To test the migratory abilities of CD8 T cells responding to a local infection, we orally infected mice with the EDIM strain of rotavirus, a natural mouse pathogen that results in an acute intestinal infection (34, 35). Although rotavirus preferentially infects intestinal epithelial cells (36), it remains possible that other cell types may be infected in vivo. Seven days following infection (at the peak of the response; data not shown), lymphocytes were isolated from spleen, LP of the small intestine, small intestinal epithelium (IEL), lung, and liver, and analyzed for tetramer binding (Fig. 1A). Interestingly, populations of activated cells (CD11a^high) specific for both peptides were detected not only in the LP and IEL compartments, but also in the spleen, lung, and liver. In several animals tested, there was no obvious preference for the appearance of Ag-specific cells in the intestinal mucosa (data not shown). These results indicated that despite a gut-restricted infection, activated CD8 T cells were able to migrate to nonlymphoid sites beyond intestinal tissue.
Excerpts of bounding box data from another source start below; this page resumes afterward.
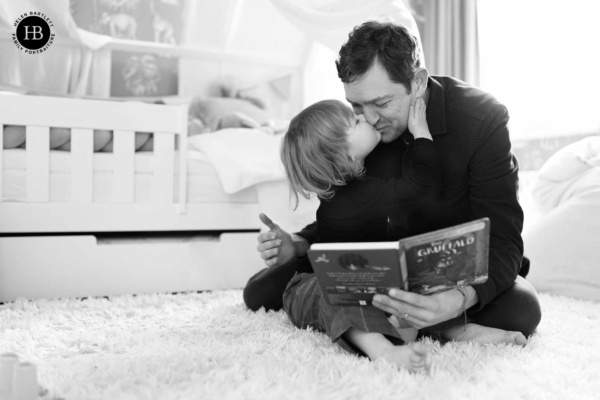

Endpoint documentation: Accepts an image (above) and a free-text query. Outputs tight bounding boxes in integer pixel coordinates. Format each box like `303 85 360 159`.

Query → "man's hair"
281 100 364 207
335 21 421 93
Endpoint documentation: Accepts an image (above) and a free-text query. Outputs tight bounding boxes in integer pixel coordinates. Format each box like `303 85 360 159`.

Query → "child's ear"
413 68 429 97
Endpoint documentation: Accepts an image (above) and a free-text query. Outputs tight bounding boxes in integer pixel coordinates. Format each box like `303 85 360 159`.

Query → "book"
307 218 490 306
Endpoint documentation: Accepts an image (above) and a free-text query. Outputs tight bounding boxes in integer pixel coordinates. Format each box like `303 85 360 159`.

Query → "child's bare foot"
443 323 527 346
371 343 429 372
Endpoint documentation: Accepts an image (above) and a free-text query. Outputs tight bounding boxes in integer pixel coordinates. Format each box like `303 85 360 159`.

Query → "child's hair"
281 100 364 208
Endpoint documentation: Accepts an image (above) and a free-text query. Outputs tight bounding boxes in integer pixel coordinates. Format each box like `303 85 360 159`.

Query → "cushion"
523 136 600 301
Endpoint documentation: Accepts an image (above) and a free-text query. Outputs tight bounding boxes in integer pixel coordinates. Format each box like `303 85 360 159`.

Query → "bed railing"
0 94 187 212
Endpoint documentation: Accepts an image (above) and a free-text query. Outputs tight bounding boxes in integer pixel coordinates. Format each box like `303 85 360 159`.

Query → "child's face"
346 115 381 161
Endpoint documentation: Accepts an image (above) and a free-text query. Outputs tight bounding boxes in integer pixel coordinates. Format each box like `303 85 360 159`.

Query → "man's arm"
373 104 523 328
469 105 523 309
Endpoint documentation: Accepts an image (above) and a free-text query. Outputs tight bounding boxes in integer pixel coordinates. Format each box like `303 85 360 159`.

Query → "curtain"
409 0 479 86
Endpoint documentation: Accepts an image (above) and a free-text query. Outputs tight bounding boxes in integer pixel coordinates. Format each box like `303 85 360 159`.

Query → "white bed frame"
0 94 262 302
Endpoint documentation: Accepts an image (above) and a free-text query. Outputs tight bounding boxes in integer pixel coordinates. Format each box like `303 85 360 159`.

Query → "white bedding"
188 128 285 193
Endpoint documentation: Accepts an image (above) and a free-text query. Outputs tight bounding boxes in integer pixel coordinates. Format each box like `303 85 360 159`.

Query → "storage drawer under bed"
0 232 264 302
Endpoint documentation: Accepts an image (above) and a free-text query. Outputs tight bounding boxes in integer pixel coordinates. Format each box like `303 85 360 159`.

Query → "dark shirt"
315 139 441 242
299 76 523 309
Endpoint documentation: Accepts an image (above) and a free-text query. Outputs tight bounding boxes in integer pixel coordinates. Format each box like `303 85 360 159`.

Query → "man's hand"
256 213 308 267
373 287 477 329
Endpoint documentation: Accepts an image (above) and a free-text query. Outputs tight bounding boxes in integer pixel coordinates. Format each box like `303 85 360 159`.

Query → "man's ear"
413 68 429 97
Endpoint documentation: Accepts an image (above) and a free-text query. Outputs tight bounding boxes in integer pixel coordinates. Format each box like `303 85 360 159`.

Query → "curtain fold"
420 0 479 86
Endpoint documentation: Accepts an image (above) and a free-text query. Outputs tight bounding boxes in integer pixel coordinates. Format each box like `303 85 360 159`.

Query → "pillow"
523 136 600 302
189 97 275 131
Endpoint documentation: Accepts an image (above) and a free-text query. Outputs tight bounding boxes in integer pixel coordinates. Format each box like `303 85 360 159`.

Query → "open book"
308 218 490 305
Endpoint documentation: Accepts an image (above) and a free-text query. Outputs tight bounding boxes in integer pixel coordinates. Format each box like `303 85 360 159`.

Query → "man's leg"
468 276 542 337
244 257 312 311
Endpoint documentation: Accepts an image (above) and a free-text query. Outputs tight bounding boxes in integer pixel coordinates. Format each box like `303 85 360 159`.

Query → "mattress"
2 149 258 203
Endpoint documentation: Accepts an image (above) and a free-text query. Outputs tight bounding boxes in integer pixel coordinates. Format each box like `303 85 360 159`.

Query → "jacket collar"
427 76 448 136
398 76 448 144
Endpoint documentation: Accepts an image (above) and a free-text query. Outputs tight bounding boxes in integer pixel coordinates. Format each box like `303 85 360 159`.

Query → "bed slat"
0 124 4 203
112 131 135 203
71 128 94 203
25 125 50 202
152 132 175 203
View larger version (31K): [in this window] [in a new window]   FIGURE 1. Ag-specific primary and memory CD8 T cells disseminate widely in response to tissue-specific infections. A, C57BL/6J mice were infected by gavage with 1 x 105 fluorescence focus units of the EDIM strain of rotavirus, and 7 days later lymphocytes were isolated from spleen, LP, IEL, lung, or liver. These data are derived from four independent experiments with four to six mice per group. B, C57BL/6 mice were infected intranasally with 200 egg ID50 Sendai virus and 9 days, or C, 34 days (* or 64 days) later lymphocytes were isolated from spleen, peripheral (P) LN, mesenteric (mes) LN, mediastinal (med) LN, LP, IEL, blood (PBL), peritoneum (perit), lung, liver, fat-pad, bone marrow (BM), and brain. Tissues were perfused before cell isolations. The values are derived from analysis of four to six mice per group. Day 9 fat-pad data are the mean of three samples, each pooled from two mice. Day 34 LP data are from one sample pooled from six mice. The percentage of Ag-specific CD8 T cells was assessed by reactivity with the indicated tetramers, anti-CD8 mAb, and anti-CD11a mAb, and analysis was performed by fluorescence flow cytometry. Plots shown are gated on CD8+ lymphocytes, and values are mean percentages ± SEM of tetramer+ cells.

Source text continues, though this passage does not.